Nun sind auch zum Jahresbeginn 2009 erste handfeste Zahlen ermittelt worden, die zeigen, dass die Wirtschaftskrise in vollen Gang ist und das dicke Ende noch bevorsteht: Laut statistischem Bundesamt sind von Oktober auf November die deutschen Exporte kalender- und saisonbereinigt um 10,6 Prozent gesunken. Das ist der stärkste Rückgang innerhalb zweier Folgemonate seit 1991! Im Vergleich zum November 2007 ist das sogar ein Einbruch um 11,8 Prozent.
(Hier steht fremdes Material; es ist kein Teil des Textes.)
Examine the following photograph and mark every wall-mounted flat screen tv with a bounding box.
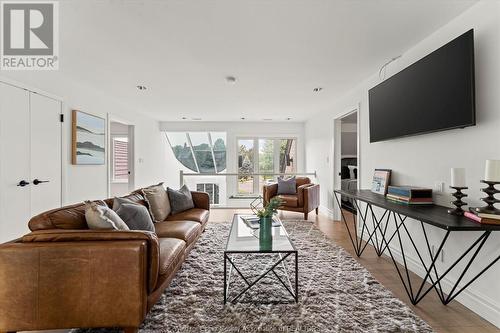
[368,30,476,142]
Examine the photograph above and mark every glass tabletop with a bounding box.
[226,214,296,253]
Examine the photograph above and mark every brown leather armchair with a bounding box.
[263,177,319,220]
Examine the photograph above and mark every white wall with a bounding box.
[305,1,500,327]
[0,71,172,204]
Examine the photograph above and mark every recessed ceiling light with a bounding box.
[226,76,236,84]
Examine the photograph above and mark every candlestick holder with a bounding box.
[448,186,468,216]
[476,180,500,215]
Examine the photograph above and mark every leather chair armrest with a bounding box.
[22,229,160,291]
[297,184,313,207]
[304,184,320,212]
[191,191,210,210]
[262,183,278,205]
[0,239,148,332]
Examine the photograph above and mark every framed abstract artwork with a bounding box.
[71,110,106,165]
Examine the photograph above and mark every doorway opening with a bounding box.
[334,107,360,219]
[108,121,134,197]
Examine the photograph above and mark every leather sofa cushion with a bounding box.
[159,238,186,275]
[278,194,299,207]
[166,208,210,224]
[155,221,201,246]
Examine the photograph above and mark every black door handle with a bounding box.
[17,179,30,187]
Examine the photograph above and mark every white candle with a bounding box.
[451,168,467,187]
[484,160,500,182]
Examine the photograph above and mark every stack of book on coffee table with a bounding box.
[464,207,500,225]
[386,185,434,205]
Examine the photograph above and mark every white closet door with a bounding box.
[30,93,62,216]
[0,83,31,242]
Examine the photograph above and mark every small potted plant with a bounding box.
[257,197,282,250]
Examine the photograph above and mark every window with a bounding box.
[111,137,128,182]
[237,138,297,195]
[166,132,226,173]
[196,184,219,205]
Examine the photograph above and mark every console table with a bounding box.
[334,190,500,305]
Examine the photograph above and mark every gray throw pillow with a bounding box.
[278,176,297,194]
[113,198,155,232]
[167,185,194,214]
[85,201,129,230]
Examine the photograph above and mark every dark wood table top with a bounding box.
[335,190,500,231]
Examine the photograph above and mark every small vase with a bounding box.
[259,216,273,251]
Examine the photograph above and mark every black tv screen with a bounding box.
[368,30,476,142]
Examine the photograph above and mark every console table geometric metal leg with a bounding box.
[335,192,500,305]
[224,251,299,304]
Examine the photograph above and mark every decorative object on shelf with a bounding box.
[448,186,468,216]
[476,160,500,215]
[250,195,264,215]
[257,197,282,251]
[372,169,392,195]
[476,180,500,215]
[71,110,106,165]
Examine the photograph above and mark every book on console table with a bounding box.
[387,185,432,199]
[464,207,500,225]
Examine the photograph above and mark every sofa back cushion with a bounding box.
[28,193,146,231]
[295,177,311,187]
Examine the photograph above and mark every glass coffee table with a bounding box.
[224,214,299,304]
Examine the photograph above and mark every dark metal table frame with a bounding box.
[334,190,500,305]
[224,248,299,304]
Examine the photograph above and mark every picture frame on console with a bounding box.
[372,169,392,196]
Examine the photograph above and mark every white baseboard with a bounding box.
[363,232,500,328]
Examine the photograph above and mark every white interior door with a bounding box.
[0,83,31,242]
[30,93,62,216]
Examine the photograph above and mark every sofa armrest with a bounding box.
[0,239,148,331]
[191,191,210,210]
[22,229,160,291]
[262,183,278,205]
[304,184,320,212]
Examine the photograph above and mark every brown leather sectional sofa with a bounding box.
[0,188,210,332]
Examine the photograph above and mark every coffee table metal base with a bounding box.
[224,251,299,304]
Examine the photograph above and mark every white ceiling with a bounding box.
[7,0,474,121]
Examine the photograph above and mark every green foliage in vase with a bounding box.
[257,197,283,218]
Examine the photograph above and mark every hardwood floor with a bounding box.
[210,209,500,333]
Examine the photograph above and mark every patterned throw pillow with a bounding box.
[113,198,155,232]
[85,201,129,230]
[142,183,171,222]
[167,185,194,214]
[278,176,297,194]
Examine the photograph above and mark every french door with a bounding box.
[237,137,297,196]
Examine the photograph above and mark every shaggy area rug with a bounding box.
[80,221,432,333]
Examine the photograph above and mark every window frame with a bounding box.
[110,134,130,184]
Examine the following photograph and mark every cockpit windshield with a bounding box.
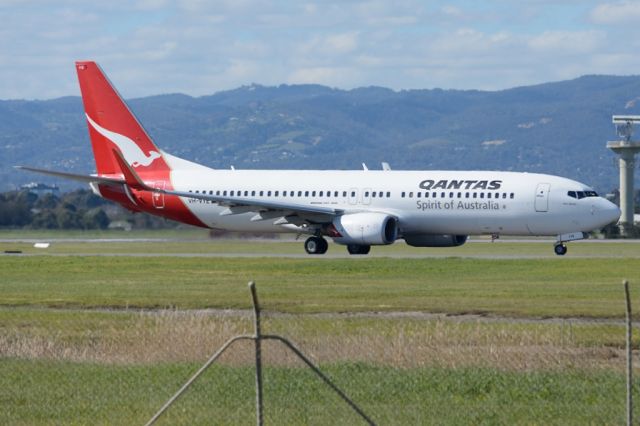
[567,190,598,200]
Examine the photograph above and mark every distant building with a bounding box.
[20,182,60,195]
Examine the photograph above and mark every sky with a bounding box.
[0,0,640,99]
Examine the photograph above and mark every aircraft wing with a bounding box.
[113,149,343,222]
[15,155,344,224]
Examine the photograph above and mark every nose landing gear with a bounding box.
[553,243,567,256]
[304,236,329,254]
[553,232,588,256]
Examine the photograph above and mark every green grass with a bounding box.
[0,256,640,317]
[0,359,624,425]
[0,241,640,425]
[0,236,640,260]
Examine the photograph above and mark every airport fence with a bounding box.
[0,282,640,425]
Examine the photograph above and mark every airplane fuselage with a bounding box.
[151,153,618,240]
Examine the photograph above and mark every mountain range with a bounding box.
[0,76,640,192]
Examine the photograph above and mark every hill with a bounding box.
[0,76,640,192]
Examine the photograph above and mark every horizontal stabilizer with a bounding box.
[14,166,126,185]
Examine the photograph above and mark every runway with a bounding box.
[0,238,640,261]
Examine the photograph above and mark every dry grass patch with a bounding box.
[0,310,636,371]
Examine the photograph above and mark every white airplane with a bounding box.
[18,61,620,255]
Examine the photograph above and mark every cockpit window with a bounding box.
[567,191,598,199]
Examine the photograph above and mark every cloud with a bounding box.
[0,0,640,99]
[528,30,606,54]
[589,1,640,25]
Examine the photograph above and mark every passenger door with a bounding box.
[534,183,551,212]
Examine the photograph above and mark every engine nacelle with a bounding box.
[404,234,467,247]
[331,212,398,246]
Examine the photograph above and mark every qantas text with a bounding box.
[419,179,502,190]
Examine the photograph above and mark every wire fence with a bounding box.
[0,282,640,425]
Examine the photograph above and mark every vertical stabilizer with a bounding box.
[76,61,169,178]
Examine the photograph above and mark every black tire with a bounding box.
[304,237,329,254]
[318,237,329,254]
[553,244,567,256]
[347,244,371,254]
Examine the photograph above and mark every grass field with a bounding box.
[0,236,640,425]
[0,256,640,317]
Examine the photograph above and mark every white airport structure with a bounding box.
[607,115,640,237]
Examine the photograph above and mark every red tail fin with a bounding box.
[76,61,169,178]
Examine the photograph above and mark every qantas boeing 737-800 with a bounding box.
[19,61,620,255]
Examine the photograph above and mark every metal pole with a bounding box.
[622,280,633,426]
[249,281,263,426]
[262,334,375,426]
[145,335,253,426]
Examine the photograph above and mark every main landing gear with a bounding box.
[304,236,329,254]
[553,243,567,256]
[347,244,371,254]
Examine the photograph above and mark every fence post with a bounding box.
[622,280,633,426]
[249,281,263,426]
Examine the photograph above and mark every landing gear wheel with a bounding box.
[553,243,567,256]
[304,237,329,254]
[347,244,371,254]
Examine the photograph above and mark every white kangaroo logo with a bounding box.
[85,114,160,167]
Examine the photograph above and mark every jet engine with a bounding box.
[330,212,398,245]
[404,234,467,247]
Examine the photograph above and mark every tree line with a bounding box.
[0,189,176,230]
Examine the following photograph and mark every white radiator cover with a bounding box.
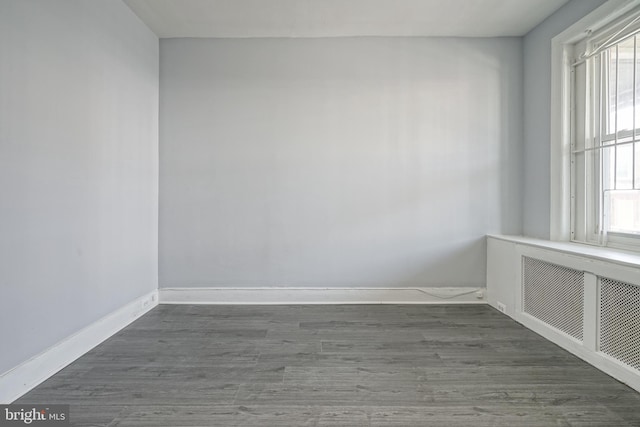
[487,236,640,391]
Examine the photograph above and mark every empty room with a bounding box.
[0,0,640,427]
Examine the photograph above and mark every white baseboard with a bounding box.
[160,287,486,305]
[0,290,158,404]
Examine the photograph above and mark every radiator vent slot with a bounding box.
[599,277,640,370]
[522,257,584,341]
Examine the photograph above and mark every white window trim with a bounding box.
[549,0,640,241]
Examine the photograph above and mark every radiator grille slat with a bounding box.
[599,277,640,370]
[522,257,584,341]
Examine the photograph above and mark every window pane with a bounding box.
[633,36,640,133]
[633,142,640,190]
[603,47,618,135]
[602,146,616,191]
[614,37,635,132]
[605,190,640,233]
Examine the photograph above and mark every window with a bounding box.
[569,6,640,248]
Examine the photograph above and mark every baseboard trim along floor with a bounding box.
[159,287,486,305]
[0,290,158,404]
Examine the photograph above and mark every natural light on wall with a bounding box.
[571,7,640,246]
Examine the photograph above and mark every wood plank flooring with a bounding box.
[16,305,640,427]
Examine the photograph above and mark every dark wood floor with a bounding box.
[17,305,640,427]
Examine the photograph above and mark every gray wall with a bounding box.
[523,0,606,239]
[160,38,522,287]
[0,0,158,373]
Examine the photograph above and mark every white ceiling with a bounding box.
[124,0,568,38]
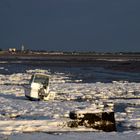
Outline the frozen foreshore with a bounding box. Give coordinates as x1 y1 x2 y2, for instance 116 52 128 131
0 131 140 140
0 70 140 140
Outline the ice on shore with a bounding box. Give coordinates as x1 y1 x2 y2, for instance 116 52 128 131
0 70 140 134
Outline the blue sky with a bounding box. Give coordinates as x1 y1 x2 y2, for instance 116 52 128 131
0 0 140 52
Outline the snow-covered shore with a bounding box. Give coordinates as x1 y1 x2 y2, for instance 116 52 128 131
0 70 140 139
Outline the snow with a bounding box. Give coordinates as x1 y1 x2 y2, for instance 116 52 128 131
0 68 140 139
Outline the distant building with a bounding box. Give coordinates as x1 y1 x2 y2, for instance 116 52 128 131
8 48 16 54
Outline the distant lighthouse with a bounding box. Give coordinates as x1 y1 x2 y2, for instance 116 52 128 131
21 44 25 52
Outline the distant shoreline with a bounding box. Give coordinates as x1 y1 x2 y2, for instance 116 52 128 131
0 54 140 73
0 53 140 62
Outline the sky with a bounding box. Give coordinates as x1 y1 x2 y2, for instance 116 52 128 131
0 0 140 52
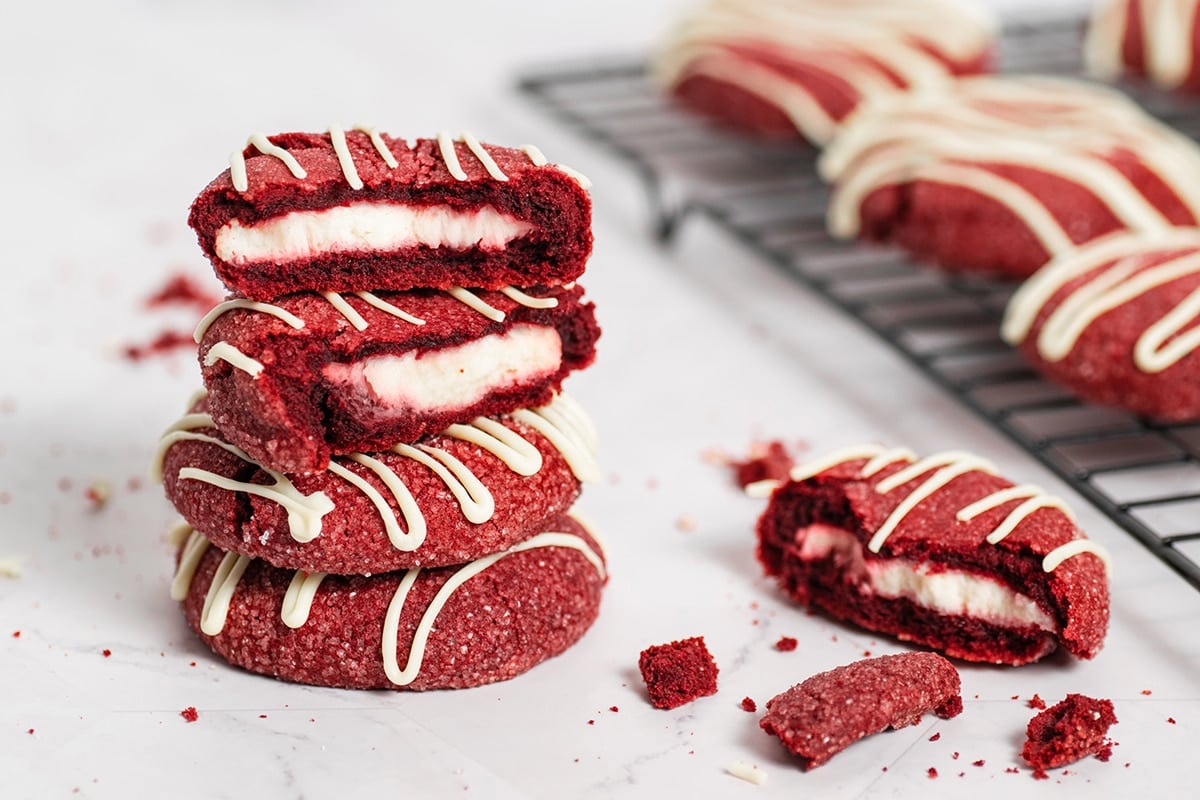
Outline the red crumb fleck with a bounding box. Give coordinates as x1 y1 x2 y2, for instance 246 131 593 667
121 330 196 361
730 441 796 488
145 273 221 312
637 636 719 709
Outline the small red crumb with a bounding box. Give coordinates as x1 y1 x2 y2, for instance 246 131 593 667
730 441 796 488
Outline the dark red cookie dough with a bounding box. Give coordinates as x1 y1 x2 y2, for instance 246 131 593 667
757 446 1109 664
161 399 590 575
199 285 600 471
1021 694 1117 777
637 636 719 709
178 517 606 690
1002 228 1200 422
188 131 592 300
758 652 962 769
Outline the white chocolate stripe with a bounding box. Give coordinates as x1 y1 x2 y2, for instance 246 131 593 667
383 531 605 686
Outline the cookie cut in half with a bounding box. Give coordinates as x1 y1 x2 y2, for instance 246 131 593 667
188 126 592 300
755 445 1109 664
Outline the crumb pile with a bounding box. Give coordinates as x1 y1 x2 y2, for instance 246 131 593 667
155 127 607 690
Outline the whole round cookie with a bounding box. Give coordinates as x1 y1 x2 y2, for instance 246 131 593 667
820 77 1200 279
653 0 996 145
1001 228 1200 422
196 284 600 473
172 516 607 690
155 388 598 575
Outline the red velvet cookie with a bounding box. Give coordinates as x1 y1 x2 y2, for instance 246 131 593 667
1002 228 1200 421
1021 694 1117 777
758 652 962 769
1084 0 1200 92
197 285 600 471
188 128 592 300
820 77 1200 278
758 446 1109 664
654 0 996 145
156 396 598 575
172 517 606 690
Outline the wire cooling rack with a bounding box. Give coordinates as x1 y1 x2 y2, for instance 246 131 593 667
518 12 1200 589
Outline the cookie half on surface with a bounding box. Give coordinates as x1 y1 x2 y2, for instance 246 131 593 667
1002 228 1200 422
154 395 599 575
820 77 1200 279
196 285 600 471
654 0 996 145
188 127 592 300
172 516 606 690
757 445 1109 664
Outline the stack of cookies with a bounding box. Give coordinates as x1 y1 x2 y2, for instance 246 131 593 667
156 127 606 690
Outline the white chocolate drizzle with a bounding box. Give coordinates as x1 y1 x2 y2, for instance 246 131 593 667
1001 228 1200 374
818 77 1200 258
777 445 1111 572
151 393 599 552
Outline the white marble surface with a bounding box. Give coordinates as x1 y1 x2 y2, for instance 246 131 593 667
0 0 1200 799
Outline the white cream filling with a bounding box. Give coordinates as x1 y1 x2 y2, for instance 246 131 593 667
325 324 563 415
796 524 1056 631
215 203 534 265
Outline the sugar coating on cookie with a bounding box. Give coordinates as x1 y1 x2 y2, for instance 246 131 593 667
820 77 1200 278
1084 0 1200 91
757 445 1109 664
152 395 599 575
637 636 719 709
172 517 606 690
196 285 600 471
758 652 962 769
1021 693 1117 777
653 0 996 144
188 126 592 300
1002 228 1200 421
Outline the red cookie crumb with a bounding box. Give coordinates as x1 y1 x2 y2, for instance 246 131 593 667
637 636 718 709
1021 694 1117 777
758 652 962 769
730 441 796 488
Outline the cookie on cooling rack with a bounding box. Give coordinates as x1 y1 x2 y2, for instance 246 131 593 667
155 396 598 575
758 652 962 769
757 446 1109 664
1002 228 1200 422
1084 0 1200 92
172 517 606 690
188 127 592 300
197 285 600 471
653 0 996 145
820 77 1200 279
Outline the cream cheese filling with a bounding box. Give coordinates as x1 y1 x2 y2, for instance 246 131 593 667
214 203 534 265
325 323 563 416
796 523 1056 631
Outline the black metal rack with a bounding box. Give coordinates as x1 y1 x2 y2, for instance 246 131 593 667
520 19 1200 589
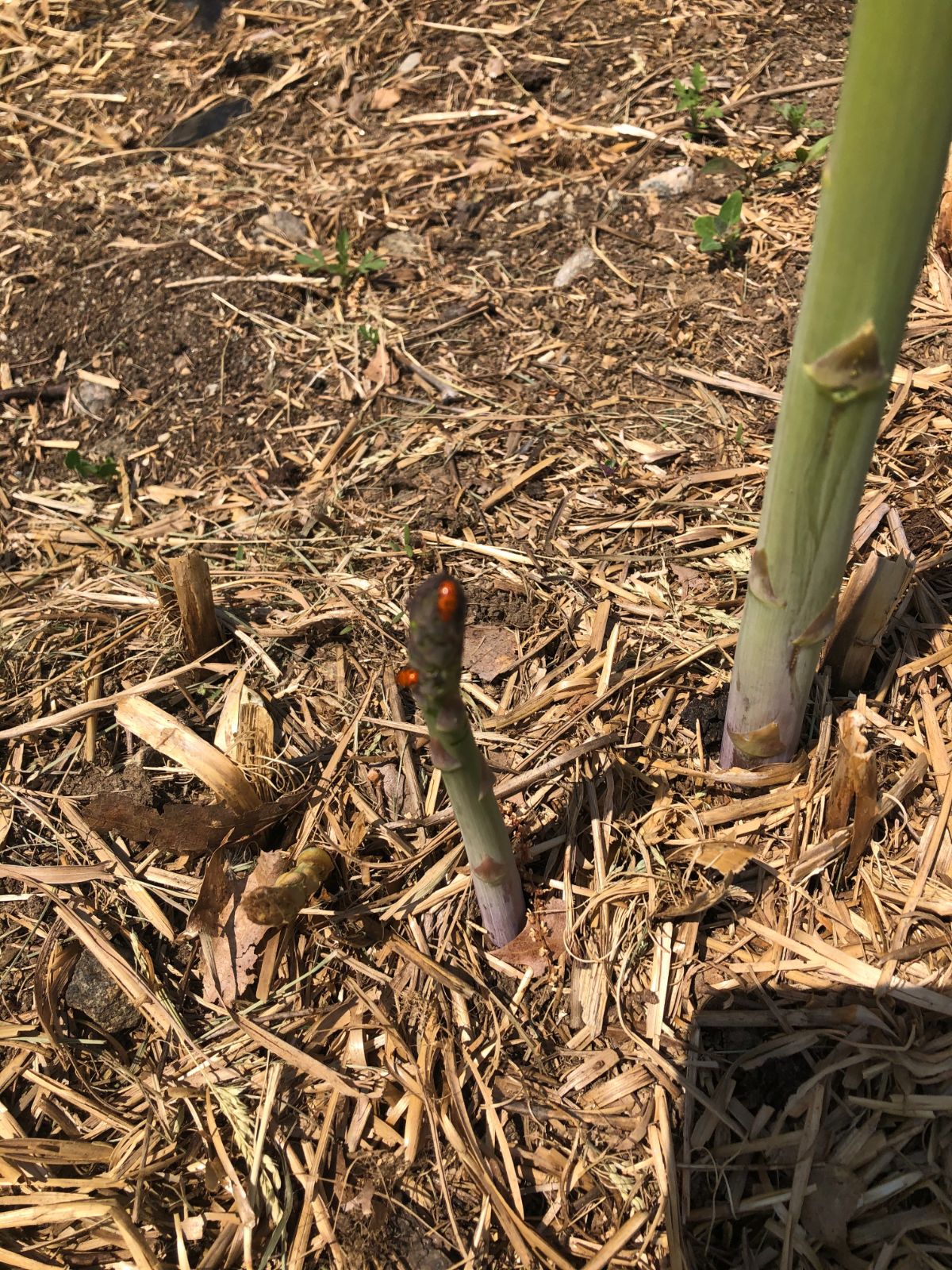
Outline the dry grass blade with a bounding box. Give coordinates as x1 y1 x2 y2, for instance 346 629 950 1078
116 697 262 811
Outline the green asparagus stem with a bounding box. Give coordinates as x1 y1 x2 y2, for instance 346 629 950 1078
721 0 952 767
398 573 525 948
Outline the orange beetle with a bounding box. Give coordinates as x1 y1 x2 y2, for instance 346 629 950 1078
436 578 462 622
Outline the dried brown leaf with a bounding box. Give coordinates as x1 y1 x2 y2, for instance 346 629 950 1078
493 899 565 978
85 790 303 856
463 626 519 683
189 851 286 1006
370 87 404 110
670 841 757 876
800 1164 866 1249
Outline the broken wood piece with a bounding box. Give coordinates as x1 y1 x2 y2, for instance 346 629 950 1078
827 710 877 876
169 551 222 658
821 541 916 694
214 669 274 798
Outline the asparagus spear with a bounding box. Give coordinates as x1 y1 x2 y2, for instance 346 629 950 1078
397 573 525 948
721 0 952 767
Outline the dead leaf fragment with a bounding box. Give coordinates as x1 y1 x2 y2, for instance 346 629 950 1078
493 899 565 979
463 626 519 683
801 1164 866 1249
670 840 757 878
370 87 404 110
189 851 286 1006
84 790 306 856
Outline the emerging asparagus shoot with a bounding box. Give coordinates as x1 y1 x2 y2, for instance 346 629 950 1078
397 573 525 948
721 0 952 767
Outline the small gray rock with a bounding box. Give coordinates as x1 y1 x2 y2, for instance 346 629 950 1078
552 246 598 291
377 230 427 262
74 379 116 419
63 949 141 1033
258 207 307 246
639 163 694 198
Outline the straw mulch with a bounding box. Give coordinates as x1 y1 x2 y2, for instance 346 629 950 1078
0 0 952 1270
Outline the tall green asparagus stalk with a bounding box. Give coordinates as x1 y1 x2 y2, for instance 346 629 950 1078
397 573 525 948
721 0 952 767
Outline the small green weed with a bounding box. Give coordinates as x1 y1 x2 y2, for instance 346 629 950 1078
770 102 823 137
294 230 387 286
671 62 724 137
772 132 833 171
694 189 744 259
63 449 119 480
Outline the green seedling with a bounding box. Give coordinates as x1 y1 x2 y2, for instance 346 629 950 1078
671 62 724 137
63 449 119 480
694 189 744 258
772 133 833 171
294 230 387 286
772 102 823 137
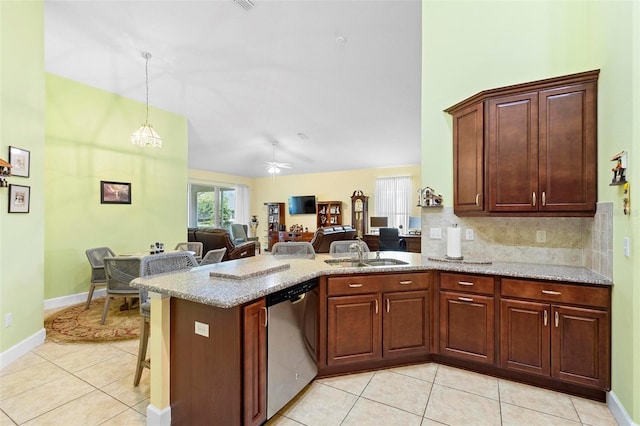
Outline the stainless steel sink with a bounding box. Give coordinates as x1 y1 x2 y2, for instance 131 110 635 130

Der Auftragseingang, welcher einer der wichtigsten Konjunkturindikatoren ist, sank von August zu Oktober um 6,3 Prozent, von Oktober auf November um 6 Prozent. Im Vergleich zu November 2007 war sogar ein Rückgang von 27,2 Prozent zu verzeichnen. Auf das vergangene Jahr gesehen konnte die Industrie nur in einem Monat mehr Aufträge als im Vormonat generieren. Das ist laut Wirtschaftsministerium eine der längsten Durststrecken, die es je gegeben hat. Wenn sich die Situation nicht bald wieder verbessert, wird dies zu massenhaften Entlassungen führen, wodurch der Konsum noch weiter geschwächt wird – er ist in Deutschland sowieso schon recht bescheiden. Analysten hatten zwar mit Rückgängen gerechnet, nicht jedoch mit solchen massiven Einbrüchen. Es ist nun davon auszugehen, dass das Btruttoinlandsprodukt im Jahr 2009 um bis zu 3 Prozent unter dem von 2008 liegen wird. Das bedeutet, dass wir in einer kräftigen Rezession stecken. Als Exportnation ist es ja prima, wenn unsere Unternehmen gut aufgestellt sind und international wettbewerbsfähig. Das hilft aber rein garnichst, wenn dem Rest der Welt das Geld fehlt, um unsere Produkte einzukaufen.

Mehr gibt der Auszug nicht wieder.